Background: Breast cancer remains a leading cause of cancer-related mortality among women, highlighting the urgent need for reliable biomarkers that can aid in prognosis and therapeutic stratification.

Objectives: This study aimed to evaluate the RNA expression levels of four specific genes-E2F8, LIN28b, MACC1, and CCT3-in breast cancer tumors compared to adjacent normal tissues, and to assess their prognostic significance in relation to clinical parameters and recurrence-free survival.

Materials and methods: The RNA expression levels of E2F8, LIN28b, MACC1, and CCT3 were examined using SYBR Green real-time PCR. Gene expression data were correlated with clinical parameters, including disease stage, lymph node involvement, and triple-negative status. Survival analysis was conducted to evaluate the prognostic significance of these genes concerning recurrence within five years post-diagnosis, with median expression cutoffs established for each gene and the overall median for the panel. Kaplan-Meier survival analysis was employed to assess the relationship between gene expression and recurrence-free survival, calculating hazard ratios (HR) for each gene and the combined panel. Additionally, the Reactome database was analyzed to identify biological pathways associated with these genes.
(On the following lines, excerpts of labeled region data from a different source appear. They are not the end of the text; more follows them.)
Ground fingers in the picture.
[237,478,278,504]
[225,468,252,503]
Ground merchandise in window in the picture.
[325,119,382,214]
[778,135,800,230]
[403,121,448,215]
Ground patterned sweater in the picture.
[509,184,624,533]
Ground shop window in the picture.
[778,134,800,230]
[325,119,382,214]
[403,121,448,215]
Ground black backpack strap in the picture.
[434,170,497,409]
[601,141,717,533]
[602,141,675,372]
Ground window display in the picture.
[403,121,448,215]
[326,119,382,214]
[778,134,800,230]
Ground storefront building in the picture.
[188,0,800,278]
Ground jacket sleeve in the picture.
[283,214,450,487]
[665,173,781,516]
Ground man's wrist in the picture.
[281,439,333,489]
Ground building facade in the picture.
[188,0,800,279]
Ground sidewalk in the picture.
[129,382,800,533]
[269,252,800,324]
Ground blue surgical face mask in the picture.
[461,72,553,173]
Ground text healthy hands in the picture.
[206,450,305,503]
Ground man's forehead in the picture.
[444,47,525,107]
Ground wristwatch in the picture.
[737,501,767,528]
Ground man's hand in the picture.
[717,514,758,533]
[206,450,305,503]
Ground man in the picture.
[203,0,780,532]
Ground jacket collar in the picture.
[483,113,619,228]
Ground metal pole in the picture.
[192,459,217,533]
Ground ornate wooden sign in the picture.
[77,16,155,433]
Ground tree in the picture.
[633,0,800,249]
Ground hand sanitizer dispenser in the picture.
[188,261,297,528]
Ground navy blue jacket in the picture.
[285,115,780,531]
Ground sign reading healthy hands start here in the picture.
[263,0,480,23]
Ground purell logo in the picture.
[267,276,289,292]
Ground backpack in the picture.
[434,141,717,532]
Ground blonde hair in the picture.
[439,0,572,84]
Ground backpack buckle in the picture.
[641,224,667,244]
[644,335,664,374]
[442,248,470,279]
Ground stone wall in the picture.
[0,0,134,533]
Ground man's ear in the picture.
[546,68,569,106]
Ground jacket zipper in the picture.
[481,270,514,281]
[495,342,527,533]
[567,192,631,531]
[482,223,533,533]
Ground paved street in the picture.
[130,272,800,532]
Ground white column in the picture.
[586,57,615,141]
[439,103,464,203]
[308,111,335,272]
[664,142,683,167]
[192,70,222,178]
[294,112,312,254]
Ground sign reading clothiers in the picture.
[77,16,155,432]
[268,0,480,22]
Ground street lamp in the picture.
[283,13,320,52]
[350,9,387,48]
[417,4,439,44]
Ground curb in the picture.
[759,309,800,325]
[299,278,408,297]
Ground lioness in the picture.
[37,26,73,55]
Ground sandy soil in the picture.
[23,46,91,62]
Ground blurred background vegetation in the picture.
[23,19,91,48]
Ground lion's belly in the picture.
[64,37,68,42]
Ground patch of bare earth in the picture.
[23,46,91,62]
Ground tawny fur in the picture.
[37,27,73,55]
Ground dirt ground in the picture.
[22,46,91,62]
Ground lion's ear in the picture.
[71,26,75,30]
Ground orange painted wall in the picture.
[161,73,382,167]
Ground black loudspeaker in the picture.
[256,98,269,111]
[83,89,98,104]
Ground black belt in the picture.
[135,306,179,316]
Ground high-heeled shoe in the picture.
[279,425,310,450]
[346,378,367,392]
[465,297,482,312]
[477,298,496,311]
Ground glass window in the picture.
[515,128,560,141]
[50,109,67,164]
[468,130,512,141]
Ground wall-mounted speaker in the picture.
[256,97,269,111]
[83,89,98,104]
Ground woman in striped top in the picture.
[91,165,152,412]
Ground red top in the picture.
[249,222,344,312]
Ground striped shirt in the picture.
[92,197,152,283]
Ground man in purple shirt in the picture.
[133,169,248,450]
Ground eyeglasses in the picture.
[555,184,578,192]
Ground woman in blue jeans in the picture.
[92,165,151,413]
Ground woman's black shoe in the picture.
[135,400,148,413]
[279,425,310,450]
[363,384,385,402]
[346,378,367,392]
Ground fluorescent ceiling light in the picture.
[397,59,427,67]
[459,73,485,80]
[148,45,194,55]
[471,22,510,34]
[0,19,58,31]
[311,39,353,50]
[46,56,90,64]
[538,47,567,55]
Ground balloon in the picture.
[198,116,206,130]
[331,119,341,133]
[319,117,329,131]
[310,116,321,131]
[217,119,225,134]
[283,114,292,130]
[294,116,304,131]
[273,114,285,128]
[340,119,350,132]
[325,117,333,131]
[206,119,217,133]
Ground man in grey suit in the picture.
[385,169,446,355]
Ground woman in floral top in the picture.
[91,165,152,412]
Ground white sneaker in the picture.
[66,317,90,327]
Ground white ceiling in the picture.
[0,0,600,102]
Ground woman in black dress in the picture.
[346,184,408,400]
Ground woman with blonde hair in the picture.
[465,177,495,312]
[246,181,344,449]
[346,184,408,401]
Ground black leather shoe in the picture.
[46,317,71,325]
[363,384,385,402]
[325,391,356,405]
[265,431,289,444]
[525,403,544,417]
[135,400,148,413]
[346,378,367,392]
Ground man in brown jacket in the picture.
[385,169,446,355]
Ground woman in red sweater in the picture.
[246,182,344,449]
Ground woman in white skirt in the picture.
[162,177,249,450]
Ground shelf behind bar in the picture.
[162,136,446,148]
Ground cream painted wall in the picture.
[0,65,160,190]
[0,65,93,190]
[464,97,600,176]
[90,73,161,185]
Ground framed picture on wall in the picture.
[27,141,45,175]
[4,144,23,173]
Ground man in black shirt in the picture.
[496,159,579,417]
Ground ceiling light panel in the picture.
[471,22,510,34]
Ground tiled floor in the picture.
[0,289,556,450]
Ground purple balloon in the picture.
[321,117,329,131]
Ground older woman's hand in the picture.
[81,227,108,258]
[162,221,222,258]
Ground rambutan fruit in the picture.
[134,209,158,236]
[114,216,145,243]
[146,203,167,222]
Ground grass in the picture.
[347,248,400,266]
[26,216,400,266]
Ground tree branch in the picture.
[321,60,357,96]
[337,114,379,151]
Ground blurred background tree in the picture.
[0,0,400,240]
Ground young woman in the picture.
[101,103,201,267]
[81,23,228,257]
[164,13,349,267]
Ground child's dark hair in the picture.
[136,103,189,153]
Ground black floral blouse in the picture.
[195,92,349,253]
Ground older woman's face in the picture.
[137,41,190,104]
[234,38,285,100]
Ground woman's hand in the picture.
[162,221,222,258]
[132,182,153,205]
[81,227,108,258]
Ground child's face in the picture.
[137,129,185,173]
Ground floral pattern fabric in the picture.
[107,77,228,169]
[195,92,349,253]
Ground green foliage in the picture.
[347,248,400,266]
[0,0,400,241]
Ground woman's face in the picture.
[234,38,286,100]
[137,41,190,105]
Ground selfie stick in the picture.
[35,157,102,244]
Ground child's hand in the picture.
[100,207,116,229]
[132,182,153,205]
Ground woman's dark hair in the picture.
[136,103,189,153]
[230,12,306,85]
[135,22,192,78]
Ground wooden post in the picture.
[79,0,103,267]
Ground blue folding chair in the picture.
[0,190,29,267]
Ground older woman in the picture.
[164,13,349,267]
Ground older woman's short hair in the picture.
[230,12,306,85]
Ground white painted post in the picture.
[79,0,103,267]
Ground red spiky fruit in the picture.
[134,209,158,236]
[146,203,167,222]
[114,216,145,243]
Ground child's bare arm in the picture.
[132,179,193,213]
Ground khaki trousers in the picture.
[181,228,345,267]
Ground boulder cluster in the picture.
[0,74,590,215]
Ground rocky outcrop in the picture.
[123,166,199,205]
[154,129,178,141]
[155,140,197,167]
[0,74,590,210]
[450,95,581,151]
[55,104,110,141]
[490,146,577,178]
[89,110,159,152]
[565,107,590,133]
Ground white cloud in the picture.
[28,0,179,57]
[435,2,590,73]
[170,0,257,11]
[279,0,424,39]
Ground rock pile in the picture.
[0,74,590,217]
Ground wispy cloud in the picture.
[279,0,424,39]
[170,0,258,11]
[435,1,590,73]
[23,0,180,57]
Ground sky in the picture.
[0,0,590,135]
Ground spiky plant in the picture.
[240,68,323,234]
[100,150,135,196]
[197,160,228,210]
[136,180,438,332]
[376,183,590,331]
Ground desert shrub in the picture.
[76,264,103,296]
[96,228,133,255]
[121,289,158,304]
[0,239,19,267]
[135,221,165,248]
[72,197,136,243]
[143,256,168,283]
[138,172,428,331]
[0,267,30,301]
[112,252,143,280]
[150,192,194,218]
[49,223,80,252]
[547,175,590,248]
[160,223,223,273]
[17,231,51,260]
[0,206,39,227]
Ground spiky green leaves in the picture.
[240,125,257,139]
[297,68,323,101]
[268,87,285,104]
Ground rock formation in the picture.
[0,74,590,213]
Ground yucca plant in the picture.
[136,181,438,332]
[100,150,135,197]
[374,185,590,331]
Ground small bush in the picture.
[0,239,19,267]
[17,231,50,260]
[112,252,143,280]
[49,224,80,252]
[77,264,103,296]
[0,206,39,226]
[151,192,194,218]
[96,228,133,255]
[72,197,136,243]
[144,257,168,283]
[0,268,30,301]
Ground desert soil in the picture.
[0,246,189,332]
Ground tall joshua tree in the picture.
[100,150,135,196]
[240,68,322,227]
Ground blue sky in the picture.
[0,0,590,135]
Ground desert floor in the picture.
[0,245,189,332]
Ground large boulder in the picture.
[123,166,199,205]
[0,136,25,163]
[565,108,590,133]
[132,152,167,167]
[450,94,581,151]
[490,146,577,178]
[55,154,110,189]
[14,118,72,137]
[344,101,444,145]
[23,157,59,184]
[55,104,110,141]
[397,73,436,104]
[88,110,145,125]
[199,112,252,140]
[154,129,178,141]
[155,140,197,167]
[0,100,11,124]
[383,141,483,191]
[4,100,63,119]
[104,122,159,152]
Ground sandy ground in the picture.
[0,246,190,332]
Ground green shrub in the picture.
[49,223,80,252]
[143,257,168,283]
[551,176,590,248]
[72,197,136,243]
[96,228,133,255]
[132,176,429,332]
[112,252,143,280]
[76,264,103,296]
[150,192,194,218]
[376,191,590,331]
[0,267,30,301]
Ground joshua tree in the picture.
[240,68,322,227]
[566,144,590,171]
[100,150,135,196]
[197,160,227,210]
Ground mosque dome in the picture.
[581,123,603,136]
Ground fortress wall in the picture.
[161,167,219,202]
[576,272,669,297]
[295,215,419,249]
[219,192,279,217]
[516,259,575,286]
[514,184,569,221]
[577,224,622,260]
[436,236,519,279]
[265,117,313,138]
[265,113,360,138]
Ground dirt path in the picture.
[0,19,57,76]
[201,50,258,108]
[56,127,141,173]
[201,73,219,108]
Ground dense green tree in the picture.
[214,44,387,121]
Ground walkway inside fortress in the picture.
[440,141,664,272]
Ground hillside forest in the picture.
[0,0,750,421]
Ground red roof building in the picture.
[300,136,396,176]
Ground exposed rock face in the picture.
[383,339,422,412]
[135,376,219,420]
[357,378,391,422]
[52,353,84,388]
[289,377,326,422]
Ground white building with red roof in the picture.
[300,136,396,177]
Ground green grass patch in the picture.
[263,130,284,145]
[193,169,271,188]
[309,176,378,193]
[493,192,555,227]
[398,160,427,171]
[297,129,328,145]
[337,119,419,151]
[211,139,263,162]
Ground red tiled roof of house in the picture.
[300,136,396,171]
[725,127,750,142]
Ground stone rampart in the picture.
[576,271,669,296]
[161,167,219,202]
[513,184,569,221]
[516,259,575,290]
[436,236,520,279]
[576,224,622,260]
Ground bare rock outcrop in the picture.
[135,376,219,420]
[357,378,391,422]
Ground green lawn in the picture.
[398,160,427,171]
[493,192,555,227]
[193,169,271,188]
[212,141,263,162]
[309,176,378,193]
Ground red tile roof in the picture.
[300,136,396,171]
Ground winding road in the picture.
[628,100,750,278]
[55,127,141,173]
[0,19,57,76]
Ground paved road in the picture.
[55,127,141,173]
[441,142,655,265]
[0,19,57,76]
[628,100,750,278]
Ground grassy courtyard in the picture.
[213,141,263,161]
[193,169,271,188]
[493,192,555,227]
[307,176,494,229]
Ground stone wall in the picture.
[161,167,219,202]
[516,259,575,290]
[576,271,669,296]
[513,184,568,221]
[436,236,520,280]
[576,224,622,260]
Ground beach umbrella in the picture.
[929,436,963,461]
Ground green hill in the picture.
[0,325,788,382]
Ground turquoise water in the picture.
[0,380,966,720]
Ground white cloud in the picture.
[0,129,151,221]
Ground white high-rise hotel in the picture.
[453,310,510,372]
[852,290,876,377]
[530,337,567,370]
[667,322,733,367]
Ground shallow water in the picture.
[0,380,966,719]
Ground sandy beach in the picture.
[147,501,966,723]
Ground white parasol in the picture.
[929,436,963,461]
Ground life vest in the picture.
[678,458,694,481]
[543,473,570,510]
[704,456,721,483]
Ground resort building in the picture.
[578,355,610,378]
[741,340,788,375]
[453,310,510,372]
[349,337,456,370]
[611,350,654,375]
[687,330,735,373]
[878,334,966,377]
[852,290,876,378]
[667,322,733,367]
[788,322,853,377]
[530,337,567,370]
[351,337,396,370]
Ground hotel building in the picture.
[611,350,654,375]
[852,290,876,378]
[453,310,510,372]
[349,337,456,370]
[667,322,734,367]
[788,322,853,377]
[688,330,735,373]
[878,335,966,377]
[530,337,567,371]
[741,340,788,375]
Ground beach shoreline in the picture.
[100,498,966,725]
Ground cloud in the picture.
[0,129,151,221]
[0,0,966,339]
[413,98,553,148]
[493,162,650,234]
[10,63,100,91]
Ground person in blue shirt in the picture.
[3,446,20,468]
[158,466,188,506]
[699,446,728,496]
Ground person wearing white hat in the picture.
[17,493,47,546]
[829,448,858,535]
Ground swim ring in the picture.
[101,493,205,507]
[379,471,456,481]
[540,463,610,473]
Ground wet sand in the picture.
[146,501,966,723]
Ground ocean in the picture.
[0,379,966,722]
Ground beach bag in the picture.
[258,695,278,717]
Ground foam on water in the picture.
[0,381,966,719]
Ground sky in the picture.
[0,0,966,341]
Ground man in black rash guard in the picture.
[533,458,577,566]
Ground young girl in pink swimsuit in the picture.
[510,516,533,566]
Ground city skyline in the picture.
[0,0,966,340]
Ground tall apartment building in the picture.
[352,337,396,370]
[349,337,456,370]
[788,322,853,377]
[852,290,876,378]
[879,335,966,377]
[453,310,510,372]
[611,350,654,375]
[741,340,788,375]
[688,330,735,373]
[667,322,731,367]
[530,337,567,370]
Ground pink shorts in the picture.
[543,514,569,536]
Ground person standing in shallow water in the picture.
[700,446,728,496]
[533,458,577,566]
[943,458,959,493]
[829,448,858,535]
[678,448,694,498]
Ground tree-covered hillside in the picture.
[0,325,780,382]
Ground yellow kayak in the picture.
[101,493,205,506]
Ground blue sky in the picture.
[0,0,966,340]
Results: All four genes demonstrated significantly higher expression levels in breast cancer samples, correlating with advanced disease stages, lymph node involvement, and triple-negative breast cancer status. E2F8 expression was notably associated with estrogen receptor (ER) and progesterone receptor (PR) positivity, while MACC1 expression correlated with ER negativity. Survival analysis revealed that 6 out of 40 patients expired within five years. Kaplan-Meier analysis indicated that higher expression levels of E2F8 (HR 14.80, p=0.0015), LIN28b (HR 9.259, p=0.0071), MACC1 (HR 12.49, p=0.0027), and CCT3 (HR 7.315, p=0.0158) were significantly associated with reduced recurrence-free survival. The hazard ratio for the combined gene panel was 15.367 (p<0.0001). Reactome analysis revealed that these genes are involved in critical biological pathways, including actin folding by CCT TriC and TP53 regulation of G1 cell cycle arrest.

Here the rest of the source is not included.